Une quatrième preuve, plus forte que toutes les autres, se tire des prophètes. Aucun d’eux ne cite les lois du Lévitique, ni du Deutéronome ; mais plusieurs assurent que les Juifs n’adorèrent point Adonaï dans le désert, ou qu’ils adorèrent aussi d’autres dieux locaux.
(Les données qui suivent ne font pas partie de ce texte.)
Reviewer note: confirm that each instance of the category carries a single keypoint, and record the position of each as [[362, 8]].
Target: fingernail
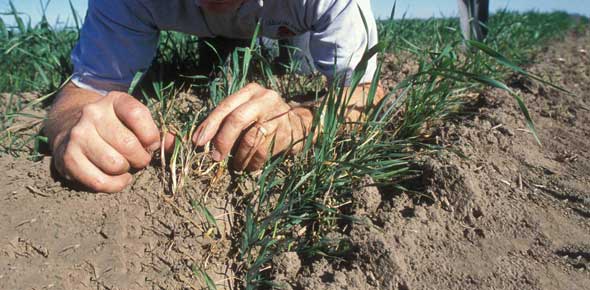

Jérémie dit que[1] « le seigneur Melchom s’était emparé du pays de Gad ». Voilà donc Melchom reconnu dieu, et si bien reconnu pour dieu par les Juifs que c’est ce même Melchom à qui Salomon sacrifia depuis sans qu’aucun prophète l’en reprît.

Jérémie dit encore quelque chose de bien plus fort ; il fait ainsi parler Dieu[2] : « Je n’ai point ordonné à vos pères, quand je les ai tirés d’Égypte, de m’offrir des holocaustes et des victimes. » Y a-t-il rien de plus précis ? Peut-on prononcer plus expressément que les Juifs ne sacrifièrent jamais au dieu Adonaï dans le désert ?

Amos va beaucoup plus loin. Voici comme il fait parler Dieu[3] : « Maison d’Israël, m’avez-vous offert des hosties et des sacrifices dans le désert pendant quarante ans ? Vous y avez porté le tabernacle de votre Moloch, l’image de vos idoles, et l’étoile de votre Dieu. »

On sait que tous les petits peuples de ces contrées avaient des dieux ambulants qu’ils mettaient dans des petits coffres, que nous appelons arche, faute de temple. Les villages les plus voisins de l’Arabie adoraient des étoiles, et mettaient une petite figure d’étoile dans leur coffre.

Cette opinion que les Juifs n’avaient point adoré Adonaï dans le désert fut toujours si répandue, malgré l’Exode et le Lévitique, que saint Étienne, dans son discours au sanhédrin, n’hésite pas à dire[4] : « Vous avez porté le tabernacle de Moloch et l’astre de votre dieu Remphan, qui sont des figures que vous avez faites pour les adorer (pendant quarante ans). »

On peut répondre que cette adoration de Melchom, de Moloch, de Remphan, etc., était une prévarication. Mais une infidélité de quarante années, et tant d’autres dieux adorés depuis, prouvent assez que la religion juive fut très-longtemps à se former. Après la mort de Gédéon il est dit que[5] les Juifs adorèrent Baal-Bérith. Baal est la même chose qu’Adonaï ; il signifie le Seigneur. Les Juifs commençaient probablement alors à apprendre

  1. Jérémie, xlix, 1. (Note de Voltaire.)
  2. Ibid., vii, 22. (Id.)
  3. Amos, v, 25 et 26. (Id.)
  4. Actes des apôtres, vii, 43. (Note de Voltaire.)
  5. Juges, viii, 33, et ix, 4. (Id.)